Göktürk telif almadı

       TBMM İnsan Hakları Komisyonu, raporları, Meclis Matbaası yetiştiremediği için dördünü kağıt vererek dışarıda hibe şeklinde bastırdı. Raporların kapaklarını süsleyen karikatürler yargı sistemini eleştirdiği için yargılanan İstanbul DGM savcılarından Mete Göktürk'ün 1997'de bastırdığı "Sen işine bak" kitabından seçildi. Komisyon Başkanı Sema Pişkinsüt, Göktürk ile görüşerek karikatürleri kullanmak için izin istedi. Göktürk 30 yıldır karikatür çizdiğini ve bu işle amatörce ilgilendiğini belirterek telif ücreti istemedi.

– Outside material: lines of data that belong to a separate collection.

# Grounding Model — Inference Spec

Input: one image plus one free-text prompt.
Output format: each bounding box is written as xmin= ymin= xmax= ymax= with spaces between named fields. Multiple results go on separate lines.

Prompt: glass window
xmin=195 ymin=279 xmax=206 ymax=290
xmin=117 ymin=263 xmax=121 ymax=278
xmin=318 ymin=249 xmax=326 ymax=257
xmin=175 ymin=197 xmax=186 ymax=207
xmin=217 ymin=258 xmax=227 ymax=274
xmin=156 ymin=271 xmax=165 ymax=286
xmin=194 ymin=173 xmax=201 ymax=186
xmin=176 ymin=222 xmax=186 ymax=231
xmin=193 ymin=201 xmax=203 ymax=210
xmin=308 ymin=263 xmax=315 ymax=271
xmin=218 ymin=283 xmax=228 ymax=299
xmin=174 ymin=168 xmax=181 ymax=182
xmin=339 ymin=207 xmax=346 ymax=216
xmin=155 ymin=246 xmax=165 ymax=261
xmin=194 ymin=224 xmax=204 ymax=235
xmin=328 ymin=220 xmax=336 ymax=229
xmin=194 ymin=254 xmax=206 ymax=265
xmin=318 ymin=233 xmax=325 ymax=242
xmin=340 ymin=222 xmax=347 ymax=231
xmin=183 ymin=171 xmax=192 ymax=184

       Milliyet'in sorularını yanıtlayan Göktürk, henüz raporları görmediğini, komisyonun karikatürlerini kendisinden izin alarak kullandığını bildirdi. Göktürk, üç yıl önce Siyaset Meydanı'nda yaptığı konuşmada ve gazetelere verdiği demeçlerdeki yargı ve ceza infaz sistemiyle ilgili eleştirileri nedeniyle yargılandı ve beraat etti.

İşkence yöntemleri

       Raporlara göre, Türkiye'de yaygın olarak kullanılan işkence ve kötü muamele yöntemleri şunlar:
       * Hakaret, küfür, tehdit ve kaba dayak,
       * Taciz ve aşağılama: Herhangi bir işkence yapılmadan ya da diğer işkence yöntemleri uygulanırken çırılçıplak soyma.

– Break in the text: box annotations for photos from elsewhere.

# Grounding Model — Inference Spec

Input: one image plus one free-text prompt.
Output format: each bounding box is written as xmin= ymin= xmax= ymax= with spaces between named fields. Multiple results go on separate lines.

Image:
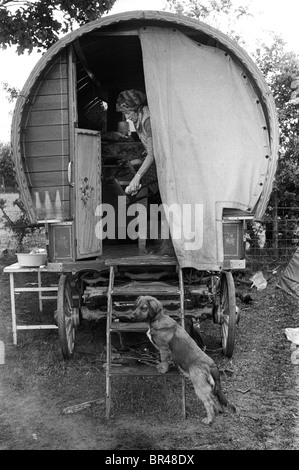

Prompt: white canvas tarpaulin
xmin=139 ymin=27 xmax=269 ymax=269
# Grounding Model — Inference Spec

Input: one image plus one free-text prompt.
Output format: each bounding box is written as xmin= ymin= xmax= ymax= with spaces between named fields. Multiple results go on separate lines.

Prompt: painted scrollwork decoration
xmin=80 ymin=176 xmax=94 ymax=206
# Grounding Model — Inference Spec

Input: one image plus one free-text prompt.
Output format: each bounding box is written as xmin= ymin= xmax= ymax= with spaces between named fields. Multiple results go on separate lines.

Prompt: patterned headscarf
xmin=116 ymin=90 xmax=146 ymax=114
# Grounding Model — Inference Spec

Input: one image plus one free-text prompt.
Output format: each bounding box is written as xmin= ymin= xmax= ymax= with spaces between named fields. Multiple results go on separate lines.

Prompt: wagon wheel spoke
xmin=57 ymin=274 xmax=75 ymax=359
xmin=220 ymin=271 xmax=236 ymax=357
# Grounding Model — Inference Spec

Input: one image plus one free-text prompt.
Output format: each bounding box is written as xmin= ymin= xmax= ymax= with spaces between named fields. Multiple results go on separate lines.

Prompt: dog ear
xmin=147 ymin=297 xmax=163 ymax=318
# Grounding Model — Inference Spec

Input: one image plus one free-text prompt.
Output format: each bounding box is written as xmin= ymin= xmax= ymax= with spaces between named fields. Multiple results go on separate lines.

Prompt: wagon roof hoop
xmin=11 ymin=10 xmax=279 ymax=222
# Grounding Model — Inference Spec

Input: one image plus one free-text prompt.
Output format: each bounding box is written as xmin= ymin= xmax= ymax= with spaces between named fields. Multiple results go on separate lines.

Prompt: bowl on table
xmin=17 ymin=253 xmax=47 ymax=268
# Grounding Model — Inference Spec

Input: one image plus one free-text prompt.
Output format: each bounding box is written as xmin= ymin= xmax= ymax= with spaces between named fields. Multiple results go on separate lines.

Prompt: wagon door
xmin=74 ymin=129 xmax=102 ymax=259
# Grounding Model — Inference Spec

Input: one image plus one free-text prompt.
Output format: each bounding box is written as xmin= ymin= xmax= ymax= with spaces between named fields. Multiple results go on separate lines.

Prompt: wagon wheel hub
xmin=71 ymin=307 xmax=80 ymax=328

       * Falaka: En klasik ve yaygın yöntem. Bir çubuğa ayakların bağlanarak sopayla vurulması. İz kalmaması için tuza bastırma gibi değişik yöntemler eşliğinde yapılıyor.
       * Soğuk su: Gece uykusundan uyandırıp su dolu bidonda uzun süre bekletme, hortumla su tutma.
       * Askı: Özel olarak yaptırılmış ağırlığı taşıyabilecek kalınlıkta, üzerine açılmış deliklere geçirilen, iz bırakmaması için özel olarak üretilmiş kalın iplerle desteklenmiş aletlerin hemen her karakolda rahatlıkla bulunan ve iş bittikten sonra ortamda iz kalmamasını sağlayan iki dolap arasına konularak kollardan, ya da ayaklardan asıp sarkıtma.
       * Elektrik verme: Şehir hattındaki yüksek voltajın öldürücü etkisi nedeniyle manyetolu telefon aracılığıyla ayak el parmakları, tırnak dipleri, cinsel organlar gibi hassas bölgelerden elektrik verme. Komisyonda halen Muğla'da ele geçirilen bir manyetolu telefon bulunuyor. Başkan Sema Pişkinsüt bu aletin genellikle polis otolarında dolaştırıldığı, gerektiği zaman karakola getirildiğini bu nedenle ele geçirilmesinin güç olduğunu vurguluyor.